Но одежда не спадает. Разочаровывает, сводит с ума, даже когда он несёт меня в постель, свет из кухни просачивается в комнату. Ливай крепко держит меня за бедро почти до синяков, каждый вдох - резкий выдох. Моё тело кажется тёплым, плавучим, наполненным режущим жаром. Он смотрит на меня сверху вниз и говорит: — Я хочу тебя трахнуть. - Он покусывает мою ключицу, ему нравятся зубы. Кусать, сжимать, посасывать. В нём есть что-то пожирающее, что-то неуклюжее и чрезмерное, но это не отталкивает. Обычно он такой терпеливый, дотошный, но сейчас он не может ждать. Не может насытиться. — Можно я тебя трахну?
Я киваю, позволяя ему снять с меня топ, штаны, всё, и то, как он смотрит на меня, словно внезапно нашёл ответы, словно моё тело - это религиозный опыт, заставляет меня извиваться в поисках контакта.
— Это, - говорит он, задыхаясь, его большой палец с благоговением обводит пирсинг на моем соске.
— Если тебе не нравится, я...
Он затыкает мне рот, и всё в порядке. Я в порядке. Я совершенно не против того, что он смотрит на мою маленькую грудь, как на нечто чудесное, что он целует её, пока его губы не станут пухлыми, пока мне не придётся дёргать его за волосы, пока я не стану такой мокрой, что почувствую, как влага стекает по моему бедру. Я не против того, что мне говорят нелепые вещи: Я хорошая девочка, я идеальна, я сводила его с ума, когда он впервые увидел меня, я изменила химию его мозга.
Он смешит меня, когда я переворачиваю нас, толкаю его под себя, его локти бьются о твёрдую стену. Он бормочет несколько ругательств, но когда я наклоняюсь, чтобы снова его поцеловать, он забывает об этом. — Ты слишком большой для кровати, - говорю я ему между хихиканьем, снимая с него хенли. У него пресс. Рельефный. И грудные мышцы. У него есть группы мышц, которые я считала мифом.
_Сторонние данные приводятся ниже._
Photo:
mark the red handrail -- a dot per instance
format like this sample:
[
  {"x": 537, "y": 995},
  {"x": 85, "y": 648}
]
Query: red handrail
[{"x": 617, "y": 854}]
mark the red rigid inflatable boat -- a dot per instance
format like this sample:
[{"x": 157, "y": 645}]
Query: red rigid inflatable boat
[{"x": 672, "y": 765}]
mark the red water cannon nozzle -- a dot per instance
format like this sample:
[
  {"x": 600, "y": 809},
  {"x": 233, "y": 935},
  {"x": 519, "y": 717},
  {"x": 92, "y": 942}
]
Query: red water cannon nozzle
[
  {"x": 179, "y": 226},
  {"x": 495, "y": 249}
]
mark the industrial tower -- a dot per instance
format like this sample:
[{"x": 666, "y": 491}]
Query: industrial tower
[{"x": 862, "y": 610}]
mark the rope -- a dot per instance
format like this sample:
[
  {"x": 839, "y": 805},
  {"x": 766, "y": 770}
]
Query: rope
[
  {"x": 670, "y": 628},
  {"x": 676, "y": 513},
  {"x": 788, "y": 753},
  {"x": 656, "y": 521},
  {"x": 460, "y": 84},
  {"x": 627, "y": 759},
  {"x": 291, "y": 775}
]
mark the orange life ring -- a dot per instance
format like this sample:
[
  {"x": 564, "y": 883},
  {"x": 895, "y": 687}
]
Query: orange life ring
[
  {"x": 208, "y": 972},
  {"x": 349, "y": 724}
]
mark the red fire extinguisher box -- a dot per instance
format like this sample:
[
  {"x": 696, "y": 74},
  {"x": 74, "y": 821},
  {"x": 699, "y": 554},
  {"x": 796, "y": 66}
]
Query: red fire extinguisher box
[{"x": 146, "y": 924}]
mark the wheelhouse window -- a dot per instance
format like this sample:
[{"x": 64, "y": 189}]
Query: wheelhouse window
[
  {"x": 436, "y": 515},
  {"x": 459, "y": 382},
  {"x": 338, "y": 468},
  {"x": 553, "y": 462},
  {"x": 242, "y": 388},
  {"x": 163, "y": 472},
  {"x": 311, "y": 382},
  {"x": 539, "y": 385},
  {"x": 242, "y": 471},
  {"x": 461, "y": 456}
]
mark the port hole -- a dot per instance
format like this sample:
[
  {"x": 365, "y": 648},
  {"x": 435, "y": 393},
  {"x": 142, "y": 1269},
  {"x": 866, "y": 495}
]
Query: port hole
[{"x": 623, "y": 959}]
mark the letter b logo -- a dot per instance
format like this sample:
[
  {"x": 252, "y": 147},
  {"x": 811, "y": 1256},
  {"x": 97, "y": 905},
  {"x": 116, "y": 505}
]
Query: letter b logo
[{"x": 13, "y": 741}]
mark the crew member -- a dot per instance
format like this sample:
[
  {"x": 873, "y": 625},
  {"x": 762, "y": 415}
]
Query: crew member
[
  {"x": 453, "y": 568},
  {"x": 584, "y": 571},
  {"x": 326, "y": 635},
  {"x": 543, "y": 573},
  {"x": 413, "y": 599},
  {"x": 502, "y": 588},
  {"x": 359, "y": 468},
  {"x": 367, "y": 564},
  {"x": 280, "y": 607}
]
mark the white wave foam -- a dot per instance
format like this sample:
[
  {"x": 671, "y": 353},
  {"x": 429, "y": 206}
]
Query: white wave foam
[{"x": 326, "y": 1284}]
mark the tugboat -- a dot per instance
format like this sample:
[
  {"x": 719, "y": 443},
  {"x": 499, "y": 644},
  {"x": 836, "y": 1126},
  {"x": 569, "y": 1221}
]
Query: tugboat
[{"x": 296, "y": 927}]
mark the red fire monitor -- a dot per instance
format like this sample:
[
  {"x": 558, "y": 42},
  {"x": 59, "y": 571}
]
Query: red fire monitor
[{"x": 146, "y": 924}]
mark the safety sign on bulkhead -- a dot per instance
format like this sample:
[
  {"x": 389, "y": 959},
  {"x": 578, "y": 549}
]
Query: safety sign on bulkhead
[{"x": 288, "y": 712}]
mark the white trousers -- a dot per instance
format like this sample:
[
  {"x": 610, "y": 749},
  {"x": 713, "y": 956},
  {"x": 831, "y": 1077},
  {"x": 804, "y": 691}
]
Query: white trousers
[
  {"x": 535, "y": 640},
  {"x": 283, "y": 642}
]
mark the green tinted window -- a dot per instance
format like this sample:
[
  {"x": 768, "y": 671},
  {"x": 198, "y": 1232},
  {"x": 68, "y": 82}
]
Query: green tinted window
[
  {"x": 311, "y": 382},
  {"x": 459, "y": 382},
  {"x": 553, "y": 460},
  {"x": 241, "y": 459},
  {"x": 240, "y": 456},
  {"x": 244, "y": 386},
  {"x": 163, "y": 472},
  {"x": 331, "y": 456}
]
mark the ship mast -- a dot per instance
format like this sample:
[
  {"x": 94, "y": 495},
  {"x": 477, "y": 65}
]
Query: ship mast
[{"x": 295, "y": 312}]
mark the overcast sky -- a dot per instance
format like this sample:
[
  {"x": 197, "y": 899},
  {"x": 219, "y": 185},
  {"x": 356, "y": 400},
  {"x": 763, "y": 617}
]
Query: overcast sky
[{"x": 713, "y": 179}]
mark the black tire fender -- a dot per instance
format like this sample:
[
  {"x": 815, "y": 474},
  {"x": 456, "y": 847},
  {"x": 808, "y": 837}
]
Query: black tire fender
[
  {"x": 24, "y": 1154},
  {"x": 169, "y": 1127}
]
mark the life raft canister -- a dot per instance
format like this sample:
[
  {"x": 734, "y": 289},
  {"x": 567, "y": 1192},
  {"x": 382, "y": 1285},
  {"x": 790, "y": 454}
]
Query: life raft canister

— Твоя кровать слишком мала для меня. В следующий раз мы сделаем это в моей, - говорит он, поднимая бедра и позволяя мне расстегнуть его молнию. Звук каждой защёлки наполняет комнату, и это не должно быть так эротично, но я лежу на нём голая, его длина трётся о мою сердцевину, и невозможно ошибиться, насколько он восхитительно, неистово, страстно большой.
— Прошло много времени, - говорит он.
Я моргаю на него, задыхаясь, как в тумане. — Да. У меня тоже. - Я не могу удержаться. Я касаюсь влажной головки его эрекции, просто кончиками пальцев. Он ворчит, прикусывает губу. Его бедра подрагивают. Это немного похоже на езду на лошади. Быке.